For many expats, their chosen retirement lifestyle has to include affordable wines to accompany the new tastes of their chosen haven. Luckily, there are many wine-growing regions in or close by favourite expatriate retirement hubs, with the best news being wine is far less expensive than in the home country. Choosing a new country in which to live the rest of your life simply because its wines are affordable may sound crazy, but for many it’s simply perfect.

Everyone knows Bordeaux is a paradise for lovers of the great French wines, but equally desirable are the products of smaller, less well-known cellars. In the adjacent wine region of Medoc, the wines are celebrated by an annual marathon, with participants dressing in crazy costumes and running a full 26.2 winding miles through endless vineyards, stopping to refresh themselves with local vintages and delicious steaks, oysters and ice cream along the way.
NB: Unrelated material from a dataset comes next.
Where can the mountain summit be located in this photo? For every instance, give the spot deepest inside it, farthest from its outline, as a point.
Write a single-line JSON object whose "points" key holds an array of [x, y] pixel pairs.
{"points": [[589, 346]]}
Even if you’re just too old to do the run, it’s a day like no other.

If Uruguay is your chosen retirement destination, it’ll be somewhat of a surprise to find delicious, full bodied local wines as a result of the region’s climate and geography. Taken with the country’s tranquil lifestyle and its resemblance to France’s Bordeaux region, settling down either in the countryside or in Montevideo includes a culinary adventure along with very inexpensive wines. Wine-lovers might also consider Spain’s La Rioja region, known for its mostly red wines as well as its low cost of living.

Mexico is an all-time favourite for US retirees, many of whom may not have realised the country’s vintners are now getting a reputation for organic as well as traditional wines. If you’re considering Italy as a home from home, you’re on the right track as regards wine, as it’s made almost all over the country. Italians are fiercely proud of their variety of wines, with Umbria a centre for winemaking and Tuscany’s vine-covered hills known for the quality of their wines. Orvieto is great with summer meals, and Sagratino di Montefalco is now a noted vintage. Wine making in this region was begun centuries ago by Benedictine monks.